Utrera, Sevilla Kingdom...
Dinsdag, 05 Janvier 3891...
Hari ini merupakan hari kedua si Gadis Penyihir berada di kota yang berjuluk "Kota Para Petualang" ini. Rencananya, ia akan pergi menuju ke Kuil Dewi Signa (Dewi Cahaya) untuk membeli beberapa botol Holy Water (Air Suci). Niatan awalnya, si Gadis Penyihir ingin melaksanakan hal tersebut kemarin, tapi karena ia merupakan orang baru —yang baru saja kemarin tiba— di kota ini, satu harinya habis begitu saja karena disibukkan dengan kegiatan mengenali dan menghapal jalan-jalan di kota serta berbagai lokasi dan tempat yang penting, dan yang paling utama mencari tempat terbaik untuk bisa ia tinggali selama berada di kota ini.

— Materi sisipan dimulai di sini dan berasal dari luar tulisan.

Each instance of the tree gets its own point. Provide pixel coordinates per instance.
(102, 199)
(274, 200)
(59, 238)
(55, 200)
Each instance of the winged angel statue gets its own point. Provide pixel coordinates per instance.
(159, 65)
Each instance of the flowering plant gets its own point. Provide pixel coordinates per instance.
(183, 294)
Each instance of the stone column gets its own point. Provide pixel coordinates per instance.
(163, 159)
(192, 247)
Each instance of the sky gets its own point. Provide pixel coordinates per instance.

"Whoaaahhhmmm..." Si Gadis Penyihir menguap lebar, sangat jelas bahwa ia masih mengantuk. Pada malam sebelumnya ia kurang tidur. Bukan karena apa, ia hanya terlalu bersemangat dan gugup, karena terus-menerus memikirkan tentang bagaimana petualangannya akan dimulai. Benar sekali. Petualangan...
Selain Holy Water, semua hal yang dibutuhkan untuk petualangan si Gadis Penyihir telah siap sedia. Dari atribut khas Wizard (Penyihir) seperti topi runcing, jubah, dan tongkat, hingga berbagai keperluan petualang pada umumnya sudah terpenuhi. Tanpa keraguan, si Gadis Penyihir sudah sangat siap untuk memulai petualangannya hari ini.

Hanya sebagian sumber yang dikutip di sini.